Virenhemmstoff

Kann künstlicher Wirkstoff Coronaviren hemmen?

Ein künstlicher Virenhemmstoff kann Krankheitserreger wie das Coronavirus zurückdrängen, wirkt aber ebenso gut gegen andere gefährliche Viren wie das Lassa- oder das Zika-Virus. Das hat eine Forschungsgruppe herausgefunden.
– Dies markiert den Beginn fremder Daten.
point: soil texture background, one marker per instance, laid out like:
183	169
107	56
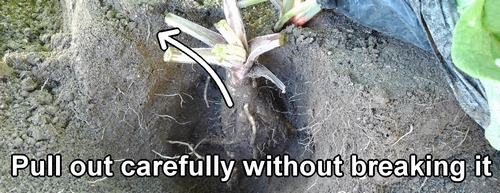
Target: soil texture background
86	79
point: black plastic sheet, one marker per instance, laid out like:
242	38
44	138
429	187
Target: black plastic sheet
428	25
Professor Dr. Arnold Grünweller

Professor Dr. Arnold Grünweller mit einem Aglaia-Strauch im Sarawak Biodiversity Center (SBC) in Borneo. Aus dieser Pflanze isolieren SBC-Mitarbeiter Silvestrol, mit dem Grünweller und sein Team arbeiten. | Foto: Sarawak Biodiversity Center

Der Naturstoff Silvestrol wird aus asiatischen Mahagonigewächsen gewonnen, die in Borneo als traditionelle Heilpflanzen gegen eine Vielzahl von Krankheiten eingesetzt werden. Die Substanz blockiert ein Enzym, das in Körperzellen vorkommt; es wird von eingedrungenen Viren benötigt, die ihre eigenen Proteine von diesem Enzym herstellen lassen, um sich zu vermehren. Indem Silvestrol das Enzym hemmt, wirkt das Mittel gegen eine ganze Reihe gefährlicher Krankheitserreger wie Ebola-, Lassa- und Coronaviren. „Leider ist Silvestrol chemisch sehr schwer herzustellen“, sagt der Marburger Professor Dr. Arnold Grünweller, der die Studie initiiert hat. „Man muss also immer wieder auf die Pflanze zurückgreifen, um die Substanz zu gewinnen.“

Künstlich hergestelltes Molekül

Die Forschungsgruppe verglich den Naturstoff mit einem künstlich hergestellten Molekül, CR-31-B, dessen chemische Struktur ihm ähnelt. „Es weist jedoch eine weniger komplizierte Struktur auf als Silvestrol“, erläutert Wiebke Obermann, die ihre Doktorarbeit an der Philipps-Universität Marburg bei Grünweller anfertigt und eine der beiden Erstautorinnen der Publikation. Zu den Unterschieden der beiden Substanzen zählt insbesondere, dass Silvestrol eine zusätzliche chemische Gruppe trägt.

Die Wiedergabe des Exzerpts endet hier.